In the table, all the particles except the electron and positron (and the proton-antiproton) are particles which decay. The decay rates allow the calculation of the lifetime of these particles and that is what is shown on the last column. Note that the electron and positron have a reference (1), which you have not copied for us, and the link you give is not from the publication itself, just for the image in wikipedia.
(1)
Borexino is a liquid scintillation detector located deep underground at the Laboratori Nazionali del Gran Sasso (LNGS, Italy). Thanks to the unmatched radio purity of the scintillator, and to the well understood detector response at low energy, a new limit on the stability of the electron for decay into a neutrino and a single monoenergetic photon was obtained. This new bound, $τ>6.6*10^{28}$ yr at 90% C.L., is 2 orders of magnitude better than the previous limit. rest of the numbers are lifetimes derived from experiments measuring the decays of the particles, but for the electron and positron this must be the lower lifetime limit from experiment .
The limits for the particles that decay shown in the table are due to experimental and calculational errors, not to the lifetime, if there is one; the number says that the electron is stable within experimental errors.
Within the standard model, the lifetimes of antiparticles are the same as for particles, and this has been checked by experiment.

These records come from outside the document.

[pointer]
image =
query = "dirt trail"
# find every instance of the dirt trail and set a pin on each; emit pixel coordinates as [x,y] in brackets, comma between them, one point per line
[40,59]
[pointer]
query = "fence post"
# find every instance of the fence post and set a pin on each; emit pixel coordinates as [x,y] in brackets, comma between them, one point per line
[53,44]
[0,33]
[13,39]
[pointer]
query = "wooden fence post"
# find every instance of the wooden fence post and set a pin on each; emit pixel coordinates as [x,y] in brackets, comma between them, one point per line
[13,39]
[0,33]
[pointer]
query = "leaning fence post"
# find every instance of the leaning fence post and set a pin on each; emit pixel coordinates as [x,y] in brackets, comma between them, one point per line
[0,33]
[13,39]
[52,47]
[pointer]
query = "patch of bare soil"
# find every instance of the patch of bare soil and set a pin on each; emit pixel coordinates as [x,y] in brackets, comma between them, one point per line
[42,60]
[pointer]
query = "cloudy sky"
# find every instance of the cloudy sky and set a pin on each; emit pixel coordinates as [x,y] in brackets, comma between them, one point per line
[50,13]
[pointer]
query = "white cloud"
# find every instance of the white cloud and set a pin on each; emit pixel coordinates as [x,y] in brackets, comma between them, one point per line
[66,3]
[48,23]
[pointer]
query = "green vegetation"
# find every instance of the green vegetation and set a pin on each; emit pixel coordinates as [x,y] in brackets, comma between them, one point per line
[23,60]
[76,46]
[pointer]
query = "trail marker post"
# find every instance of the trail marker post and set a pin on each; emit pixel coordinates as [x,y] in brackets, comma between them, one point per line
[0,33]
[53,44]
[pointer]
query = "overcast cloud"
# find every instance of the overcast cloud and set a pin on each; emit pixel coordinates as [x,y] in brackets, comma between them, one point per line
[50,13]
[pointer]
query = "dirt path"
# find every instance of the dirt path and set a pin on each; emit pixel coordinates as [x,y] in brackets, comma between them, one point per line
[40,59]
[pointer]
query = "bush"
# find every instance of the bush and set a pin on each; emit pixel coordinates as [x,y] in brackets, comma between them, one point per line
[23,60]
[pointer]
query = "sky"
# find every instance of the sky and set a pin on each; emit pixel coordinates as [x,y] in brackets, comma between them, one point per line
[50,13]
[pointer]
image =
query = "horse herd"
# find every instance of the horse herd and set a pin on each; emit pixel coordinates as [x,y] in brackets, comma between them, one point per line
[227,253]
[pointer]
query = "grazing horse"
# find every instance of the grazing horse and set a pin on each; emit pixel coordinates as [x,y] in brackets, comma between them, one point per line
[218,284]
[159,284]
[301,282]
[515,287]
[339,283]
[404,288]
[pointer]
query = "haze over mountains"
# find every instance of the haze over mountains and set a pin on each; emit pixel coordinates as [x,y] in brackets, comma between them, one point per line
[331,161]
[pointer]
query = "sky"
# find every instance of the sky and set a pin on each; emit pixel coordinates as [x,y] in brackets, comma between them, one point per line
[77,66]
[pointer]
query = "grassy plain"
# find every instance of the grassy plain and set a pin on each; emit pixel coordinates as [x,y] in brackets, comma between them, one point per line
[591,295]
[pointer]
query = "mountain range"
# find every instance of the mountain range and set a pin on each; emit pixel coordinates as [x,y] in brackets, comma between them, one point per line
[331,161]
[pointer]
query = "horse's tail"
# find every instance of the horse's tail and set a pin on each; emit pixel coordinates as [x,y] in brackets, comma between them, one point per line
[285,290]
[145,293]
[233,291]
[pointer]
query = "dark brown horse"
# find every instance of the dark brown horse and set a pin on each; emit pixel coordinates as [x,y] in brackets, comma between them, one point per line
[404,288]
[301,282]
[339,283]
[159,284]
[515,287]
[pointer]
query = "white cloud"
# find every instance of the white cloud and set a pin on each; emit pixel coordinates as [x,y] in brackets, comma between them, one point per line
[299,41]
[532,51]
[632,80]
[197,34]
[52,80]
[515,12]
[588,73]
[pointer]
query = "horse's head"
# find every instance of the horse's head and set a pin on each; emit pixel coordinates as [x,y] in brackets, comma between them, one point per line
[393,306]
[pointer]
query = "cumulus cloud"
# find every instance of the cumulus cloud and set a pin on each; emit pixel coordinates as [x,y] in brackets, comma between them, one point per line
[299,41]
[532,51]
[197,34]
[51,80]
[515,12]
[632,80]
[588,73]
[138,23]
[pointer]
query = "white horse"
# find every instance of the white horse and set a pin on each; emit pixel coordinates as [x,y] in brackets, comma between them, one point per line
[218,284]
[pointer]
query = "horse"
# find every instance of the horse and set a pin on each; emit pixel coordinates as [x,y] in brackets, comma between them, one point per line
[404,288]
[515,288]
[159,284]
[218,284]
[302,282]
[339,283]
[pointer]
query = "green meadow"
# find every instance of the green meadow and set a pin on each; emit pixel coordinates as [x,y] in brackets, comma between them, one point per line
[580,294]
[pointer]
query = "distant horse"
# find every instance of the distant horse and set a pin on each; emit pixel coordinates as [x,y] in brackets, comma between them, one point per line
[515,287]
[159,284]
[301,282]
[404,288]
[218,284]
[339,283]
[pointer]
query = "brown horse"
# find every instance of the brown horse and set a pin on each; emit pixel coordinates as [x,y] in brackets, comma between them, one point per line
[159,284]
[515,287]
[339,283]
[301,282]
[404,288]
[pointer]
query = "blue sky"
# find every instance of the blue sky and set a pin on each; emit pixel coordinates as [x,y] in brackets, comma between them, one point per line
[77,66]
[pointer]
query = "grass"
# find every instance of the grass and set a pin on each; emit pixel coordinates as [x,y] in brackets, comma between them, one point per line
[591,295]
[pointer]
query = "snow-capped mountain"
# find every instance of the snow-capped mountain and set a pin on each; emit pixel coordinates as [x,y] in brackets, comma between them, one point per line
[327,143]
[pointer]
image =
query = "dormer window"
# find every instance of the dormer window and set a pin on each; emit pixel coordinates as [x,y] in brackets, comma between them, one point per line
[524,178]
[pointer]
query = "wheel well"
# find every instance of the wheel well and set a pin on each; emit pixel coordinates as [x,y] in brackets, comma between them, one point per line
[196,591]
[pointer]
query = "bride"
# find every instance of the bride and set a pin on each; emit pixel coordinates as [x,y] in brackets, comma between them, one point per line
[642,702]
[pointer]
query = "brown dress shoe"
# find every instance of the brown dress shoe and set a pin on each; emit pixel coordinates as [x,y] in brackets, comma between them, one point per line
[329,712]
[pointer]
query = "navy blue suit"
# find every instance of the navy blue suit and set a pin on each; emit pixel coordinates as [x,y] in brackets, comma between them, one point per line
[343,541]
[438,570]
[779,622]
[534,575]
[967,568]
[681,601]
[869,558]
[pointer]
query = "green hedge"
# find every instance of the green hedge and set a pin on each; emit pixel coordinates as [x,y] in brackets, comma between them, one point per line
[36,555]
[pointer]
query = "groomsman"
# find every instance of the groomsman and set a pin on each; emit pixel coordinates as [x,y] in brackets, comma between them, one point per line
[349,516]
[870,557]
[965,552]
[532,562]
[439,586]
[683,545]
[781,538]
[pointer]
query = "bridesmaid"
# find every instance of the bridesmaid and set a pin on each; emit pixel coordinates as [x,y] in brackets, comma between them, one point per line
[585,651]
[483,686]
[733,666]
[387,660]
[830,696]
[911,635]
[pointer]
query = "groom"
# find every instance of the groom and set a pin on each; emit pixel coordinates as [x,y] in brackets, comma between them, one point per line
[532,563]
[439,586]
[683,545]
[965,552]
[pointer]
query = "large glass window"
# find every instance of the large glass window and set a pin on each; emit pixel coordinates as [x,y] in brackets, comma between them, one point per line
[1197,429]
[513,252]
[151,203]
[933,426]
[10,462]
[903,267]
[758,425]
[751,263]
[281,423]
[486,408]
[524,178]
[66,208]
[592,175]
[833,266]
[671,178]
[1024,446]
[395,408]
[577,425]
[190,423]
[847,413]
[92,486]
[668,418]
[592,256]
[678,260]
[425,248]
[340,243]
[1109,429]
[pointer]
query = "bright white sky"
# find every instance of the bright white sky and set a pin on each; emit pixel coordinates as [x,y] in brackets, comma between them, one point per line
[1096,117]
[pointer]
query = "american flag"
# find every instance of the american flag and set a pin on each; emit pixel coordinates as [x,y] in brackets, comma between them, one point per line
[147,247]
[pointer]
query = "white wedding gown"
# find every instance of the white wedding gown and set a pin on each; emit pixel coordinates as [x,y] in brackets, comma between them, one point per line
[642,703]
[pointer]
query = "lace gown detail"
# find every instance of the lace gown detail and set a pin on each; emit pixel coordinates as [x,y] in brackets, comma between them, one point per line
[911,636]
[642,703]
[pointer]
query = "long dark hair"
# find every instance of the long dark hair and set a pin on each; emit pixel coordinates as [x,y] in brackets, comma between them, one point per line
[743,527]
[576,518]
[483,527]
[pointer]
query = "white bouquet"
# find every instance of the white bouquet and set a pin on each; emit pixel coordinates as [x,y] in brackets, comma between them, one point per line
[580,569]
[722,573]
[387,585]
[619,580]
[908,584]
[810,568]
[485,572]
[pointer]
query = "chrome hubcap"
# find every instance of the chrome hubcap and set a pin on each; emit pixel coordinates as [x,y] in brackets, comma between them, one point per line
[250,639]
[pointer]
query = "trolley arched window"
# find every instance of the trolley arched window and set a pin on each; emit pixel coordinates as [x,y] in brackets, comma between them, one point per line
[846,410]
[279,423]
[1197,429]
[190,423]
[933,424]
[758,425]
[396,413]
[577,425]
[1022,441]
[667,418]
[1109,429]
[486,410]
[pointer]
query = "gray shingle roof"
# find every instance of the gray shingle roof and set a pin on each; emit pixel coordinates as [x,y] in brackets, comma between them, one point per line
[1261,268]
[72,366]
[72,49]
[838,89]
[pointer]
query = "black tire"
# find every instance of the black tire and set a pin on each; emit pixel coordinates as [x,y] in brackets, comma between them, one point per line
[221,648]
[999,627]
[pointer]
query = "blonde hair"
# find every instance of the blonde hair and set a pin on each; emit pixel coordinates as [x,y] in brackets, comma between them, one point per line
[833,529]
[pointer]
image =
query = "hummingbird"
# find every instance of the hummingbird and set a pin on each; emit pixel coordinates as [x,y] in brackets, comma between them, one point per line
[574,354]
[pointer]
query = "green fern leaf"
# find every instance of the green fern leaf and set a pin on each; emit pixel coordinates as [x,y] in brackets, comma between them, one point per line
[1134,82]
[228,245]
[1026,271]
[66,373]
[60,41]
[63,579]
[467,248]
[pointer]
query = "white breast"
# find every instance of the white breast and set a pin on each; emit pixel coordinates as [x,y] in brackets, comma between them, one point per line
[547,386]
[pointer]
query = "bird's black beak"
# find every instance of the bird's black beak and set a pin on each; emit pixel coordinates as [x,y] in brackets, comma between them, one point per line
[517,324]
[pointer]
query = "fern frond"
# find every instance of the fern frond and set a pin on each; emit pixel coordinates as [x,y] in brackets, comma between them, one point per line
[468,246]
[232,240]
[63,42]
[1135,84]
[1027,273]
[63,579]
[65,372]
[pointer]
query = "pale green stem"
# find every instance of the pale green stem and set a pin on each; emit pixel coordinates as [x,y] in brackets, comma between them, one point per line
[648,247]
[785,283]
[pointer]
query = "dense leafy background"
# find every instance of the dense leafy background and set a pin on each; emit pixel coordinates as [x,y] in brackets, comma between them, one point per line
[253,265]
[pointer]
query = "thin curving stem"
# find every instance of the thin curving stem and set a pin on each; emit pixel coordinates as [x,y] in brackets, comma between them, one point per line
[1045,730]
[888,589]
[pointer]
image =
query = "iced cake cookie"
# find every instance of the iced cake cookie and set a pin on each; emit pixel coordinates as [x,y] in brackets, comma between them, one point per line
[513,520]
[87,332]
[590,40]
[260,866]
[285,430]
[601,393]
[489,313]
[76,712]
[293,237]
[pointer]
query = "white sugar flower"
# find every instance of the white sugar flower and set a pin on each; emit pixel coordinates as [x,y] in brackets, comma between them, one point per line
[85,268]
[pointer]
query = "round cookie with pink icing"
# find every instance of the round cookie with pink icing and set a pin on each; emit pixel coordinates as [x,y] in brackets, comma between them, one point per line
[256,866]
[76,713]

But even if one could have a corresponding experiment for positrons the experimental errors would say nothing about the axiomatic symmetry on lifetimes between electron and positron. The experiments for the positron would be different and much more difficult to perform so the experimental errors would be different, but this would be irrelevant for testing the standard model axiomatic assumptions.
The same is true for what is given on the right for the proton antiproton, that might decay as some models predict. It is the proton whose lifetime can be checked very accurately. Antiprotons carry the problems of production and easy annihilation in any experimental setup.